Announcing Dash Bio 1.0.0 🎉 : a one-stop-shop for bioinformatics and drug development visualizations.

Change Colors of Selected Nodes in Visdcc Network Graph

Hello,

I am working on a project analyzing the words spoken in The Office. I’m currently stuck on one part of my project building a network graph visualizing who speaks to who for any particular episode of the show. The user is given the option to select a season, then an episode, then 2 characters for the network graph.

Here is my code so far:


import pandas as pd
import numpy as np
import dash
import os
from dash import dcc
from dash import html
import dash_bootstrap_components as dbc
from dash.dependencies import Input, Output
import visdcc
import itertools as it
from sklearn.feature_extraction.text import CountVectorizer

#Load data
sheet_url = 'https://docs.google.com/spreadsheets/d/18wS5AAwOh8QO95RwHLS95POmSNKA2jjzdt0phrxeAE0/edit#gid=747974534'
url = sheet_url.replace('/edit#gid=', '/export?format=csv&gid=')
office_data = pd.read_csv(url)


office_data['season'] = 'Season ' + office_data['season'].astype(str)
office_data['episode'] = 'Episode ' + office_data['episode'].astype(str)
office_data['scene'] = 'Scene ' + office_data['scene'].astype(str)

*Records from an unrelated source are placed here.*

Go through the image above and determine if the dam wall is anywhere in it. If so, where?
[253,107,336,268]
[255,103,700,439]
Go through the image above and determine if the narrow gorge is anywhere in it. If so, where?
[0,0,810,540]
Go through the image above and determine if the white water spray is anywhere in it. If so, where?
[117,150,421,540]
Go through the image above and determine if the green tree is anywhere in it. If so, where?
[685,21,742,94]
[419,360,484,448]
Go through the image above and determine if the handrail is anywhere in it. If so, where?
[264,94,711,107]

#-----------Network Graph Prep----------#

#1.) Filter down to just data with main characters
office_data['main_ind'] = np.where(
    (office_data['speaker']=='Pam')|
    (office_data['speaker']=='Jan')|
    (office_data['speaker']=='Kelly')|
    (office_data['speaker']=='Phyllis')|
    (office_data['speaker']=='Angela')|
    (office_data['speaker']=='Erin')|
    (office_data['speaker']=='Holly')|
    (office_data['speaker']=='Meredith')|
    (office_data['speaker']=='Michael')|
    (office_data['speaker']=='Jim')|
    (office_data['speaker']=='Kevin')|
    (office_data['speaker']=='Oscar')|
    (office_data['speaker']=='Stanley')|
    (office_data['speaker']=='Toby')|
    (office_data['speaker']=='Roy')|
    (office_data['speaker']=='Ryan')|
    (office_data['speaker']=='Andy')|
    (office_data['speaker']=='Creed')|
    (office_data['speaker']=='Darryl')|
    (office_data['speaker']=='Dwight'),
    1,0
)

#2.) Filter down to only scenes containing these people
size = office_data.groupby(['season','episode','scene']).size().reset_index()
sums = office_data.groupby(['season','episode','scene']).agg({'main_ind':'sum'}).reset_index()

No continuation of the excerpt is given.